How Symptoms Differ in Children

In children, the hallmark of Cushing’s disease is a combination that parents and pediatricians sometimes overlook: the child continues gaining weight while their height growth slows dramatically or stops. Healthy children typically grow taller and heavier in proportion. When a child is getting heavier but not taller, and especially if they’re falling behind their expected growth curve, Cushing’s should be considered. Weight gain alone is common in children, but weight gain paired with growth deceleration is a red flag that points toward excess cortisol rather than diet or lifestyle.

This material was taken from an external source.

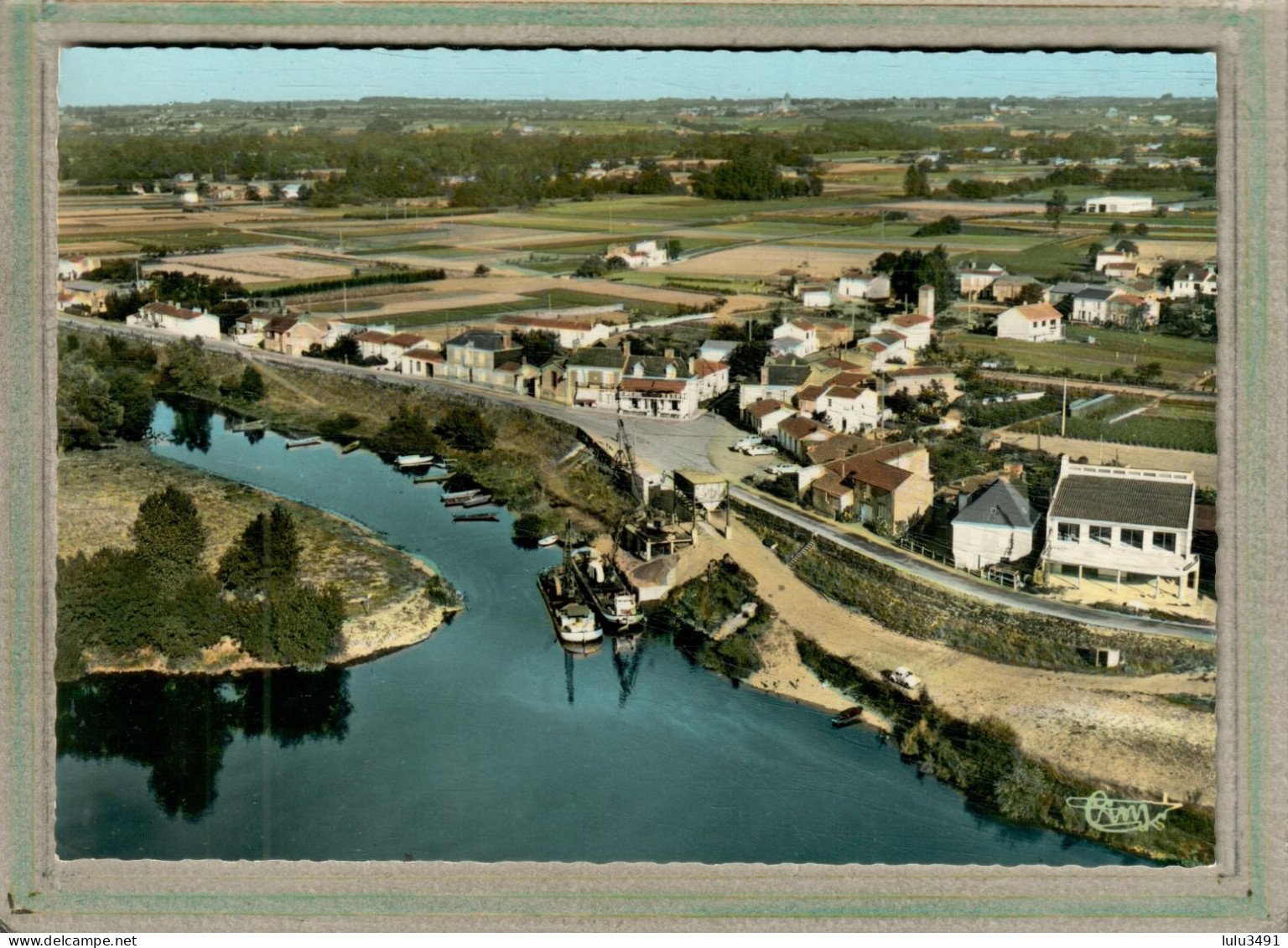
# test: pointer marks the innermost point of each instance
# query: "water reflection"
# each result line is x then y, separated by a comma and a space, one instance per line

Why It Takes So Long to Diagnose

The average time from first symptoms to diagnosis is nearly three years. For pituitary Cushing’s disease specifically, the most common form, the average delay is 38 months. This happens for several reasons. Early symptoms like weight gain, fatigue, mood changes, and high blood pressure are incredibly common in the general population. No single symptom is unique to Cushing’s. It’s the combination and pattern that points toward the diagnosis.

Many patients see multiple specialists before anyone connects the dots: a dermatologist for acne or skin changes, a psychiatrist for depression, an endocrinologist for diabetes, an orthopedist for a fracture. The symptoms accumulate across different body systems, making it easy to treat each one individually without recognizing the shared cause. If you’re experiencing several symptoms from this list simultaneously, especially the more distinctive ones like facial rounding, purple stretch marks, and proximal muscle weakness, bringing up Cushing’s disease by name with your doctor can help accelerate the diagnostic process.